Officials started home-by-home air quality checks within the evacuation zone. The process was initiated because for more than 24 hours no vinyl chloride had been detected in the air in and around the evacuation zone.

Air quality experts were available to accompany residents to their homes to test for vinyl chloride. If the tests were negative, residents were permitted to return home.

“Our priority has been and continues to be the safety of Paulsboro residents,” said Capt. Kathy Moore, the Coast Guard incident commander. “To initiate this mandatory process, residents must check in at the Community Assistance Center. We have created this process to afford every resident the opportunity for face-to-face expert confirmation that the air in their home is free of detectable levels of vinyl chloride.”

People living in ten homes along the railroad tracks were still on the outside looking in Friday evening. When those residents would be able to return was unknown.

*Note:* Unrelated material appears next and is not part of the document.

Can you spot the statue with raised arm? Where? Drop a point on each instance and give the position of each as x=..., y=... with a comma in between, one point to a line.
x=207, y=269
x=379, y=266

Most of the residents permitted to go home were grateful to get back to something approaching a normal life, although many were still openly questioning how things were handled.

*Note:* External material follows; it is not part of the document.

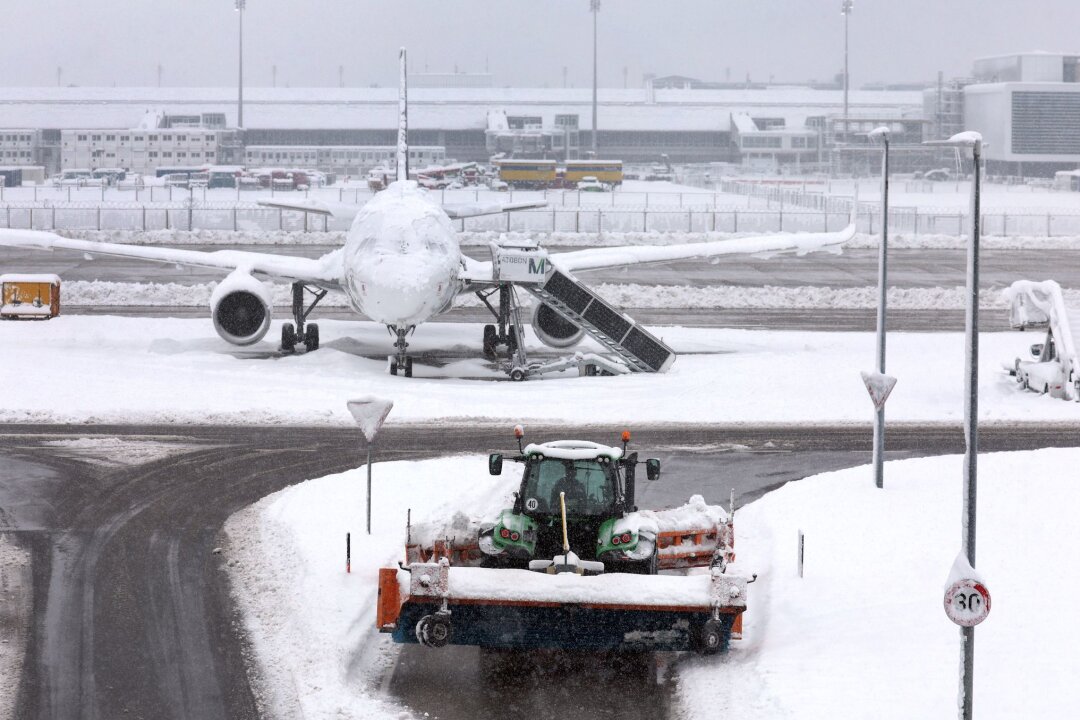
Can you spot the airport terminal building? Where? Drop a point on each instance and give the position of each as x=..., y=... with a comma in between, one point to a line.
x=1027, y=106
x=145, y=127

Paulsboro resident Dawn Wright. (credit: David Madden)

Paulsboro resident Dawn Wright. (credit: David Madden)

“If half of Paulsboro was evacuated, all of Paulsboro should be evacuated,” said resident Dawn Wright, “because we all breathe the same air.”

The National Transportation Safety Board announced earlier in the day that it had completed its work, a week after the November 30th derailment.

(Read related story…)

The NTSB expected to have a preliminary report completed in two weeks.